Ritmos diferentes Cada porta do longo e sinuoso corredor abre-se sobre uma especialidade com ritmo de resposta próprio. Exames de análise de moeda - 40% da actividade do laboratório - são respondidos no prazo de 30 dias. Na toxicologia a morosidade média oscila entre 57 e 60 dias. A análise de documentos exige prazos superiores, de quase três meses. Mas biologia e balística, que somadas representam um quarto do total de pedidos do laboratório, são as que têm mais trabalho acumulado.
Não é preciso cartão de visita, porque a sala não engana. Pistolas e caçadeiras penduradas nas paredes, cartazes com explicações detalhadas das peças de armas, balas espalhadas em mesas e analisadas ao microscópio. Olhos treinados para detectar marcas quase imperceptíveis procuram identificar a arma da qual foi feito um disparo. Com a diferença de que nada é tão rápido como no CSI, sublinha Mário Goulart, responsável pela balística. "A nossa base de dados faz a pesquisa e dá as imagens mais parecidas com a que queremos. Mas não aparecem sequer ordenadas. O perito tem de analisar ao microscópio e pode ser um processo moroso."
No laboratório há um lema que relativiza o peso por vezes sobrevalorizado de um vestígio. "A teoria e a ciência orientam e a experiência decide." Sim, há exames que podem decidir um caso. Não, um indício não é tudo e deve ser sempre contextualizado. "Temos perfeita noção de que somos um órgão auxiliar", sublinha Carlos Farinha.
Claro que há especialidades mais automatizadas. Entrar na toxicologia é dar de caras com um mundo de cromatógrafos, espectrómetros e outros aparelhómetros que trabalham noite e dia para identificar substâncias. Canábis e cocaína lideram. Mas de vez em quando há análises invulgares. Desta vez são dezenas de vasos de cactos peiote apreendidos a uma família de belgas residentes em Portugal.
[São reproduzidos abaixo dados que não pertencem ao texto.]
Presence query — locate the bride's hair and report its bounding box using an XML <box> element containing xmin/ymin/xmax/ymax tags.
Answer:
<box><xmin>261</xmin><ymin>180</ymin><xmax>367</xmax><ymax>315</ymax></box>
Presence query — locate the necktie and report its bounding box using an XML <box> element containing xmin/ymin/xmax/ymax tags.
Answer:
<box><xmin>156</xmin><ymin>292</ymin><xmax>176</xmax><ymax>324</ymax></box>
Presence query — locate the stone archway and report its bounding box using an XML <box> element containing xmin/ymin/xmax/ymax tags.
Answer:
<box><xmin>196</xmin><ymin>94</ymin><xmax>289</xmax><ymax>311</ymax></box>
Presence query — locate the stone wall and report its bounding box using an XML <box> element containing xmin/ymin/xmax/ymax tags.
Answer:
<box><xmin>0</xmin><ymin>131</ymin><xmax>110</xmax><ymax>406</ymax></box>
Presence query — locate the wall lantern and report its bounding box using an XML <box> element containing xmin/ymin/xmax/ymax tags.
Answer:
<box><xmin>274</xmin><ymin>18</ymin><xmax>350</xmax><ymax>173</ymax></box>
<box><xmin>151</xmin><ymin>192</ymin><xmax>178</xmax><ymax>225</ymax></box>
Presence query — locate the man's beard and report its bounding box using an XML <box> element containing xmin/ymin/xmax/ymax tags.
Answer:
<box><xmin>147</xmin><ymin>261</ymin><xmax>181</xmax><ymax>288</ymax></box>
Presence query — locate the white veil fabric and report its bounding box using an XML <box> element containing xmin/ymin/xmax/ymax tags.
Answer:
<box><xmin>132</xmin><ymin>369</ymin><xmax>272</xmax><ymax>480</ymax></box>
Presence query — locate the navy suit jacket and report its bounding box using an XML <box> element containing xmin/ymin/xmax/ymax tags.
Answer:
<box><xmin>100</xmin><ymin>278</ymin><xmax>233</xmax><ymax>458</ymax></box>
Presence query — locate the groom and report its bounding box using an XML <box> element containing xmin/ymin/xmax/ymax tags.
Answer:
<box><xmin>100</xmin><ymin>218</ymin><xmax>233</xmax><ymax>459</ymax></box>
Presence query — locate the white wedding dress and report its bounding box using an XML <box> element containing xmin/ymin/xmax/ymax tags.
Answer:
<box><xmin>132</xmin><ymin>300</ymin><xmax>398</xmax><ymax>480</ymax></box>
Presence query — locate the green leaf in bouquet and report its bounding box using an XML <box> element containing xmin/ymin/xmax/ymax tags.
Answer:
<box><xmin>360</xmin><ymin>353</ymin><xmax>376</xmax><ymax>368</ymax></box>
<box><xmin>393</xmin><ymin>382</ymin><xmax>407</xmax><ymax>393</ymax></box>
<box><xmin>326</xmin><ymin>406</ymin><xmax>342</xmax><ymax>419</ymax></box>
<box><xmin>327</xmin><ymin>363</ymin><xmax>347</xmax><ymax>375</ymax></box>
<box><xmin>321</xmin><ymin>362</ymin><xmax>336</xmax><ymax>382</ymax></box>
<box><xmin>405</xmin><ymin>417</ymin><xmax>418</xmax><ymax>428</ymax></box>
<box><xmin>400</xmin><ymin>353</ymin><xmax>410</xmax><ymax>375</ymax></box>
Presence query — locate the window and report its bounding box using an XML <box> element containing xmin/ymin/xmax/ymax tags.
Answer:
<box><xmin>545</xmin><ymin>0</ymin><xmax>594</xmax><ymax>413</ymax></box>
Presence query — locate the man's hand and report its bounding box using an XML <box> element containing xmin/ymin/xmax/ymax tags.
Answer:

Cactos produtores de mescalina, uma substância alucinogénea.
"Smart drugs" como esta estão associadas a "pessoas com determinados níveis culturais", acentua Joana Santos, chefe do sector. Entre as drogas de massificação, uma das missões da toxicologia é fazer comparação de lotes. "Os exames comparativos permitem estabelecer conexões que podem ser muito importantes para a investigação, explica.
O peso de uma prova varia consoante os crimes em causa. E tão decisiva como a capacidade analítica é a eficácia na recolha de vestígios. Em todos os departamentos da PJ há "mini-laboratórios", viaturas de cena de crime com condições para preservação das provas. O director do laboratório considera que se tem "evoluído muito" na organização da recolha, tendo o recente lançamento do manual de procedimentos da PJ contribuído para uniformizar protocolos. Apresentado em Maio, está em fase de monitorização e depois terá divulgação diferenciada consoante o papel de cada parceiro. INEM, bombeiros e Protecção Civil, por exemplo, têm interesse em aspectos práticos de preservação de um local de crime.
Luzes azuladas que revelam marcas de tinta em notas. Químicos que em segundos desvendam resíduos de prova. Parece um mundo entusiasmante, mas não há propriamente truques na manga ou aparelhos esquisitos que desvendam um crime em três tempos. O eleito na lista dos mais "engraçados" é um "carrinho" que permite detectar alterações na constituição do solo até uma profundidade de dois metros e meio - particularmente útil para localizar cadáveres.
Precisamente porque não são aparelhos de uso comum ou disponíveis na prateleira do supermercado, a burocracia acaba por atrasar investimentos previstos. "Só agora começa a chegar equipamento com verbas disponibilizadas para este ano", lamenta Carlos Farinha.
O investimento em automatismo não pode afastar o laboratório da qualidade máxima. Estão em causa provas que não podem ser questionadas em tribunal. Cada relatório é subscrito por dois peritos e um validador. Ou, nos casos mais simples, pelo menos um perito e um validador. "Nunca uma resposta individual."